Industry Overview
The textiles industry sits at the intersection of agricultural and petrochemical commodity markets. Cotton is the most important natural fiber, with prices driven by weather patterns in major growing regions (US, India, China). Synthetic fibers like polyester and nylon are derived from petroleum feedstocks, making crude oil prices relevant to over 60% of global fiber production. Rising oil prices increase synthetic fiber costs, which can shift demand toward cotton and push cotton prices higher in a feedback loop. Energy costs for manufacturing and transportation add another layer of commodity sensitivity.
Commodity Exposure
Key Companies
Related ETFs
Industry exposure thesis
Textiles and Apparel is analyzed as a commodity pass-through system. The useful question is where the benchmark reaches input cost, revenue indexation, operating reliability, and customer demand.
Cost pass-through mechanism
Track benchmark movement, contract reset timing, company-level margin impact, and demand response.

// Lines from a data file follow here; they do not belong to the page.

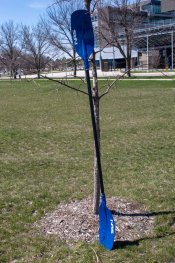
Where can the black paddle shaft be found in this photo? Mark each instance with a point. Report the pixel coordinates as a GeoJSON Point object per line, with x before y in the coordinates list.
{"type": "Point", "coordinates": [94, 130]}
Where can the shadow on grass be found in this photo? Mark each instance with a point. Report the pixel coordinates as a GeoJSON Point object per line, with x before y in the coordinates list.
{"type": "Point", "coordinates": [149, 214]}
{"type": "Point", "coordinates": [127, 243]}
{"type": "Point", "coordinates": [119, 244]}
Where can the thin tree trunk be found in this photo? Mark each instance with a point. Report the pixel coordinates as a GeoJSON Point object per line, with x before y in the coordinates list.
{"type": "Point", "coordinates": [96, 199]}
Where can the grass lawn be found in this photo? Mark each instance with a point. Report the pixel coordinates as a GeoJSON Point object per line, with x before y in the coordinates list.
{"type": "Point", "coordinates": [46, 157]}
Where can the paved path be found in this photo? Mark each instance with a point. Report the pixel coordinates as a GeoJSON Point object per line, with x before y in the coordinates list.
{"type": "Point", "coordinates": [101, 74]}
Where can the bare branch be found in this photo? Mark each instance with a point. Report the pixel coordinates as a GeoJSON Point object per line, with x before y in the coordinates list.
{"type": "Point", "coordinates": [64, 84]}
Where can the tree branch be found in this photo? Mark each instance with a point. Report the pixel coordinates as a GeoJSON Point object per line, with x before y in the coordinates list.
{"type": "Point", "coordinates": [64, 84]}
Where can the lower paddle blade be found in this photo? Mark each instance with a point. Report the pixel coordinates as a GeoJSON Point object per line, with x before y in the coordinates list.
{"type": "Point", "coordinates": [106, 225]}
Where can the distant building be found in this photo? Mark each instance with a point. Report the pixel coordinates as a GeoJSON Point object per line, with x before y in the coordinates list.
{"type": "Point", "coordinates": [154, 37]}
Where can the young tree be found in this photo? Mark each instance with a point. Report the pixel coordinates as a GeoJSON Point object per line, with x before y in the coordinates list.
{"type": "Point", "coordinates": [59, 27]}
{"type": "Point", "coordinates": [36, 46]}
{"type": "Point", "coordinates": [10, 47]}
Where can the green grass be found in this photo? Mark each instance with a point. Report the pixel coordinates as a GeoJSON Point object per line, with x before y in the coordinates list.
{"type": "Point", "coordinates": [46, 157]}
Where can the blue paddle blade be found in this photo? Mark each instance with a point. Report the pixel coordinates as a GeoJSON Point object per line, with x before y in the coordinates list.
{"type": "Point", "coordinates": [82, 34]}
{"type": "Point", "coordinates": [107, 225]}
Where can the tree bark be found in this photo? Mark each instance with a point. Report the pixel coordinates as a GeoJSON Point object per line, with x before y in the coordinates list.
{"type": "Point", "coordinates": [96, 198]}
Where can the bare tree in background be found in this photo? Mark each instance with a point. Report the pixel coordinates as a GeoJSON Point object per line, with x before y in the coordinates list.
{"type": "Point", "coordinates": [10, 47]}
{"type": "Point", "coordinates": [117, 24]}
{"type": "Point", "coordinates": [59, 28]}
{"type": "Point", "coordinates": [36, 46]}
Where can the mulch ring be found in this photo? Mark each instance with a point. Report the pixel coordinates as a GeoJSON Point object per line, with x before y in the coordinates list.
{"type": "Point", "coordinates": [75, 221]}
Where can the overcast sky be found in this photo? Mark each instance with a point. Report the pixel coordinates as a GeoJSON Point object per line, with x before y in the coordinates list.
{"type": "Point", "coordinates": [25, 11]}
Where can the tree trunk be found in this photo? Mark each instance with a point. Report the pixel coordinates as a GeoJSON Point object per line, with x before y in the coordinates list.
{"type": "Point", "coordinates": [128, 65]}
{"type": "Point", "coordinates": [96, 198]}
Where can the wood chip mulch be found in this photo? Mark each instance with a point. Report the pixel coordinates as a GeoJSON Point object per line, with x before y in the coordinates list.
{"type": "Point", "coordinates": [75, 221]}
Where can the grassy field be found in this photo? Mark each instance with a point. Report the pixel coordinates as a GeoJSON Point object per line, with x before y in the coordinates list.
{"type": "Point", "coordinates": [46, 157]}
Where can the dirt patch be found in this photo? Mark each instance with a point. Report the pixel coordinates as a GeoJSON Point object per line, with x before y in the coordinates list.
{"type": "Point", "coordinates": [75, 221]}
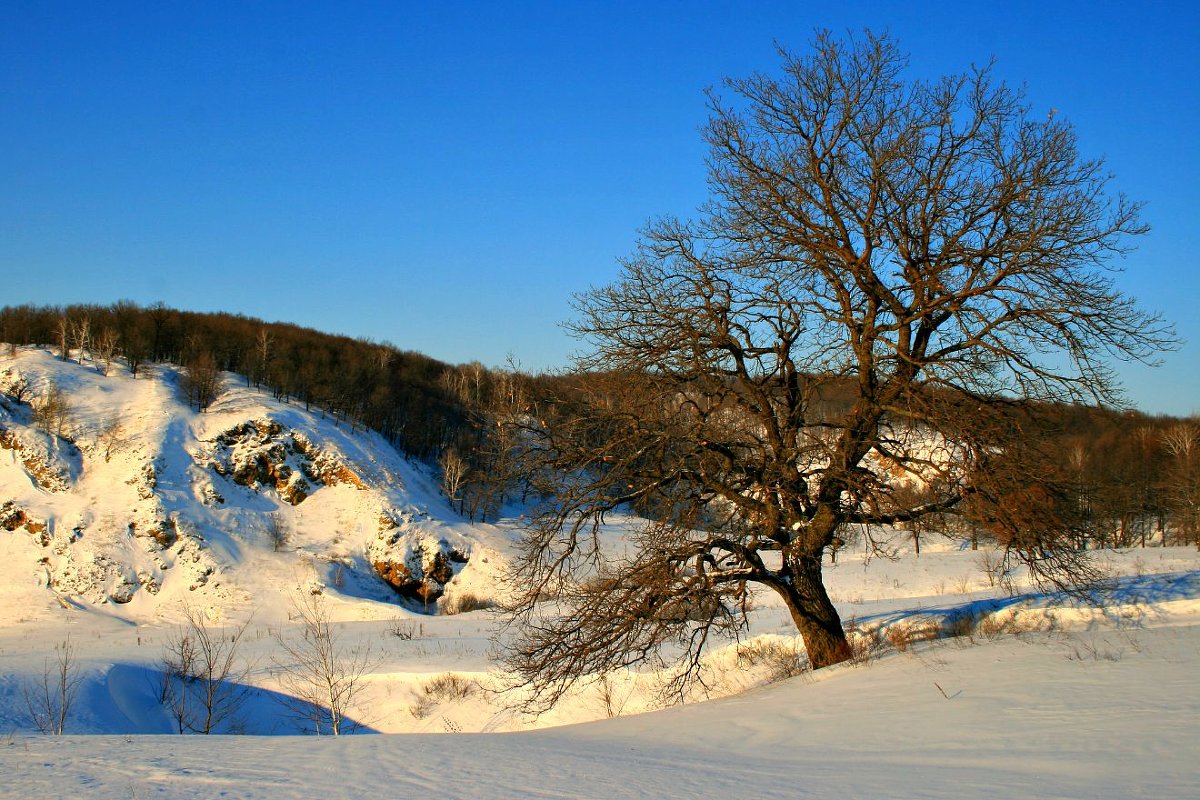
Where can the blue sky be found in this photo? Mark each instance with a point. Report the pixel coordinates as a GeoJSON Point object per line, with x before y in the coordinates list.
{"type": "Point", "coordinates": [444, 175]}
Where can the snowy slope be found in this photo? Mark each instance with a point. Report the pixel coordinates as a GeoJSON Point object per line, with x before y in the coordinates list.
{"type": "Point", "coordinates": [143, 503]}
{"type": "Point", "coordinates": [1033, 697]}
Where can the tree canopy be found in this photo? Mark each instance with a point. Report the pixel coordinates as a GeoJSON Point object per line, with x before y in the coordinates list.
{"type": "Point", "coordinates": [930, 252]}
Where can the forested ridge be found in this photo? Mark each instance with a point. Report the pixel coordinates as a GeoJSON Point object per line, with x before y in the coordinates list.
{"type": "Point", "coordinates": [1121, 476]}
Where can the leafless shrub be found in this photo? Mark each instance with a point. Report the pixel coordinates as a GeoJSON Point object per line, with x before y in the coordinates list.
{"type": "Point", "coordinates": [993, 565]}
{"type": "Point", "coordinates": [960, 625]}
{"type": "Point", "coordinates": [49, 699]}
{"type": "Point", "coordinates": [612, 704]}
{"type": "Point", "coordinates": [113, 438]}
{"type": "Point", "coordinates": [450, 686]}
{"type": "Point", "coordinates": [865, 643]}
{"type": "Point", "coordinates": [322, 675]}
{"type": "Point", "coordinates": [466, 601]}
{"type": "Point", "coordinates": [903, 636]}
{"type": "Point", "coordinates": [405, 630]}
{"type": "Point", "coordinates": [780, 657]}
{"type": "Point", "coordinates": [203, 678]}
{"type": "Point", "coordinates": [53, 411]}
{"type": "Point", "coordinates": [279, 531]}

Separate direct input exposure from pricing flexibility, regulated recovery, surcharges, inventory buffers, and natural hedges.
- Input-cost: feedstock, fuel, power, packaging, freight, or material expense.
- Revenue: realized pricing, contract indexation, surcharges, and product mix.
- Operating: utilization, downtime, logistics reliability, and supplier concentration.
- Demand: substitution, affordability, inventory destocking, or delayed purchases.
Scenario workflow
Start with the largest input or revenue benchmark, check hub freshness, compare exposed companies by business model, and identify the data release that would confirm or weaken the route.
Research operating notes
For Textiles and Apparel, the final research step is to compare the narrative with observable evidence: benchmark confirmation, spread behavior, inventory direction, company commentary, and whether the route is direct or second order.
If the signal depends on a proxy or analysis-only hub, treat the page as a scenario map rather than a live benchmark. Finish with a concise next-action list: open the relevant hub, run the simulator for shock size, add exposed companies to the watchlist, and review methodology and model limitations.
Research operating notes
For Textiles and Apparel, compare the narrative with observable evidence and keep the memo bounded when the route depends on proxy, stale, or analysis-only data.